Those who made the 12-mile trip outside Las Vegas to Spring Mountain Ranch State Park on Saturday also took a step about 140 years into the past.
In celebration of Pioneer Day, the park honored the men and women who trekked from east to west and settled there in the late 19th century by teaching visitors about the pioneer way of life.
While children competed in three-legged relays and lassoed miniature bull decoys at one end of the park, more were learning to churn butter and make flour in century-old ranch houses at the other end.
A 5-year-old girl walked past a blacksmith stable on her way out of the park, asking her grandparents questions about the farm equipment and clutching a rag doll in her hand.
Zia Fisher, who just started kindergarten, fidgeted with the doll as she talked about churning heavy whipping cream into butter, learning about local animal prints, and using twine and fabric to make toys, all of which she’d done before 1 p.m. Saturday.
When asked if she’d like to live during the pioneer days, Fisher wasn’t so sure.
“I don’t like their crackers,” said Zia Fisher, referring to the saltines used to sample her handmade butter.
Farther up the dirt road, the Spring Mountain Free Trappers, a club dedicated to the history and craft of mountain men, were hosting a demonstration on primitive weapons, such as knives, tomahawks and lances, and even teaching children how to throw tomahawks at fallen logs.

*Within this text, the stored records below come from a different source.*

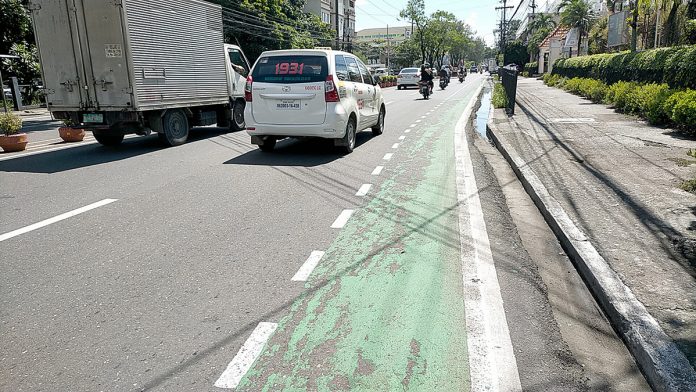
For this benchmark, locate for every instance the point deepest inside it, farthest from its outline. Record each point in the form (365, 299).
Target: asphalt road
(184, 269)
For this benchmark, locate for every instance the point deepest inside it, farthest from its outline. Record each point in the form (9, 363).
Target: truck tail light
(247, 89)
(330, 91)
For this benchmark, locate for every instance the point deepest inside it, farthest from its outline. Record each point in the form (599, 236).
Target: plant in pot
(70, 134)
(11, 139)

Mountain men arrived in Southern Nevada in the 1830s and ’40s, about 50 years before the pioneers, according to Michael Kisner, whose mountain man name is Broken Bow. Kisner began making wooden bows about 12 years ago and received his mountain man name after eight of the first 10 bows he made broke, he said. He’s successfully made about 400 since then.
“We’re pretty much keeping the old skills alive and letting people know what it was like in this area back before there was all the settlers,” Kisner said, describing the tools and weapons used by fur trappers beginning in 1823 in Midwestern states. “If you can’t remember your history, you’re doomed to repeat the bad stuff, so you remember and pass on the good stuff and it keeps it alive.”
In two wooden buildings near the top of a hill, children practiced washing clothes using a washboard and wringer, watched a park volunteer brand pieces of wood with the ranch’s old cattle brands and sampled food cooked in a Dutch oven.
The bare-walled structures, where women in long dresses and bonnets taught lessons about spinning yarn and making candles and toys, are the third and fourth oldest buildings in the state, according to Park Interpreter David Low.
“You ever been to a truck stop in the middle of nowhere?” Low asked. “That’s what we were before we were a ranch. It was a stop on the old Spanish Trail.”
Just after 2 p.m., Low began one of the more popular demonstrations of the day, casting shapes using reclaimed aluminum.
“Do you think the pioneers had Squirt? Do you think they had hair dryers?” Low asked a captivated group of about 15 children and parents, holding up a can of soda and pointing to his makeshift forge. “It’s very unlikely.”
Low showed the children ingots of aluminum made by putting about 35 cans into his handmade smelter, which would reach about 2,000 degrees. After metal objects went through the forge, the purified metals could be used to make other things, he said.
“If something was broken, they might find some new use for it,” Low said. “They had to be creative.”
And they had to be hardworking, according to 8-year-old Emmaline Stewart, who spent part of the cloudless afternoon mashing dried Mesquite bean pods using only a mortar, a pestle and some elbow grease.
“In the old days they would grind it up and make flour,” said Emmaline, who donned a red cotton dress with a white apron and matching red bonnet for the event. “Electricity wasn’t invented in those days. And they didn’t have blenders either.”
Emmaline had been listening to a “Little House on the Prairie” audiobook on the way to the park, her mother said.
“I like our country’s history,” the girl said, still crushing the beans. “Pioneers were very strong.”